Mighty NOAA 4246

NOAA 4246 (SIDC active region 639) started to develop on 10 October into a large and complex active region. According to the SIDC space weather (SWx) forecaster (sunspot chain), this sunspot region reached the most complex classification both in white light (McIntosh ; Fkc) as in magnetograms (Mount Wilson ; Beta-Gamma-Delta). Both classifications are explained on the STCE SWx Classification page. The annotated SDO images underneath show the evolution of NOAA 4246, i.e. the sunspot group in the upper right corner, in white light (left) and in magnetograms (right) with red indicating the positive polarity (magnetic field lines coming out of the solar surface) and blue the negative polarity (magnetic field lines returning into the solar surface). The image on the right actually has the magnetogram overlaid on the white light image, to highlight the correspondence between sunspots and their magnetic polarity. The clips cover the period from 11 till 15 October at a cadence of 1 image per hour (annotated still from 15 October at 04:00UTC). For the 13-15 October period, there are are also zooms available for both NOAA 4246 and 4248.
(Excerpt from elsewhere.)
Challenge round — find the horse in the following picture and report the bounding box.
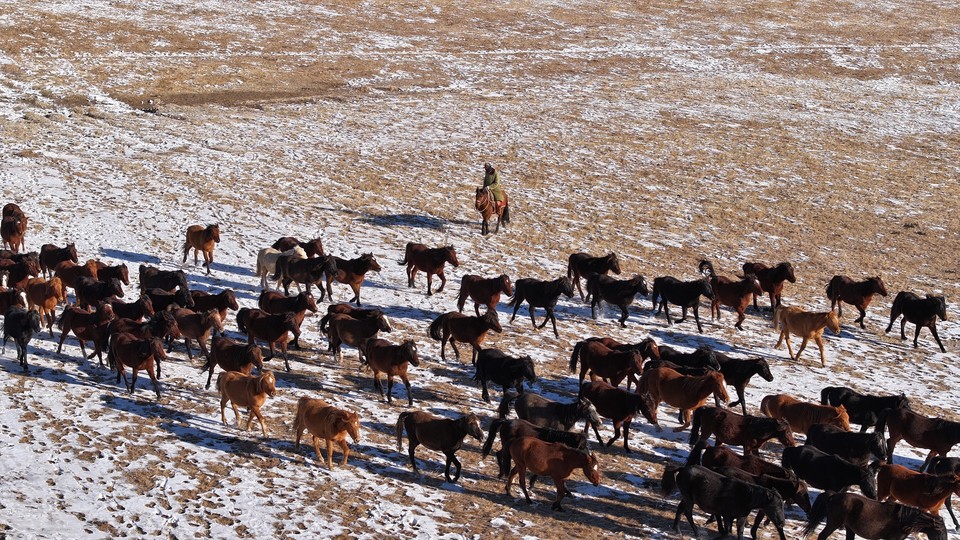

NOAA 4246 was the source of 27 M-class flares which it produced during its transit over the solar disk from 10 to 18 October, and while it was already a day behind the solar limb on 19 October. No X-class flares were recorded from this active region. This group now ranks number 6 in the list of most M-class (or stronger) producing active regions so far this solar cycle 25. The clip underneath combines extreme ultraviolet (EUV) pictures by SDO (AIA 131) with white light images (SDO/HMI) and shows the two strongest flares that NOAA 4246 produced: an M4.8 at 04:15UTC on 15 October and an M3.7 at 07:18UTC just a few hours later. The blooming and diffraction patterns that can be seen in the imagery are instrumental (more information is in Note 1 of this STCE newsitem). Some of the flares produced by NOAA 4246 during the period of 13-15 October were associated with coronal mass ejections (CMEs) that had an earth-directed component. These CMEs would eventually reach the earth environment causing minor to moderate geomagnetic storming on 18 and early 19 October. 

 

The sunspot region in the lower left corner of the white light images and magnetograms is NOAA 4248 (SIDC AR 621). Though large, it had magnetically a much simpler configuration than NOAA 4246. The region produced only 2 M-class flares, an M2 on 14 October and an M1 early on 20 October when the region was near the west limb. The EUV imagery underneath is from GOES/SUVI 304 and shows the spectacular eruption at relatively cool temperatures of 80.000 degrees.